If you’re going to carry your computer adjunct along with you everywhere, you’d better be able to get your portable game on.

iPad: Considering the way that the iPhone and iPod Touch took off as game devices, the strong support for the iPad from game developers is hardly surprising. Sure, you can play your iPhone/Touch games in an enlarged mode, but that’s not a great experience. Games optimized for the iPad are, so far, a huge leap over their iPhone/Touch brethren. The bigger screen and superior performance make possible a whole new class of games. Though the games often carry higher prices than do games for the iPhone or Touch, they’re still quite inexpensive in comparison to most standard PC games.

Netbook: When it comes to games, netbooks leave a lot to be desired. Netbooks can run any PC game that is playable without an optical drive, but their performance is so poor that all the best high-end games are out of reach. Premium netbooks equipped with nVidia’s Ion graphics or those built on AMD’s platform fare better, but they still force users to accept too many compromises. Here, the fact that the iPad is a separate platform requiring specific support works to its advantage. Even Flash-based Web games can be difficult for a netbook to handle: Many won’t fit in the limited-size browser window, and others often bog down when the game’s action gets hectic.

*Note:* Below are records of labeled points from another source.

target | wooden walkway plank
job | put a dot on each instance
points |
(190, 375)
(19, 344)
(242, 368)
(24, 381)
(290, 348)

Advantage: iPad. Despite the huge potential library of PC games that a netbook gives you access to, we think that the iPad has the gaming edge. By developing games specifically for that platform, developers are creating an excellent experience that you just can’t get from most PC games on a netbook.

And the winner Is…

The choice of a winner isn’t as clearcut as you might suppose. The better choice for a PC companion really depends on what you want to do with the device. If your primary need is a system for work, the netbook’s superiority is indisputable. For entertainment, however, the iPad has the edge, thanks to its superior overall gaming experience and better-quality audio and video—despite its lack of flexibility. Netbooks have the advantage in browsing the Web, but the iPad is a surprisingly capable and enjoyable Web browsing device even though it doesn’t support Adobe Flash. At this point, with iPad prices starting at $500, we think most users will get more for their money from a $350 netbook. But if Apple chops a couple hundred bucks off the price of its iPad, the decision would be much harder to make.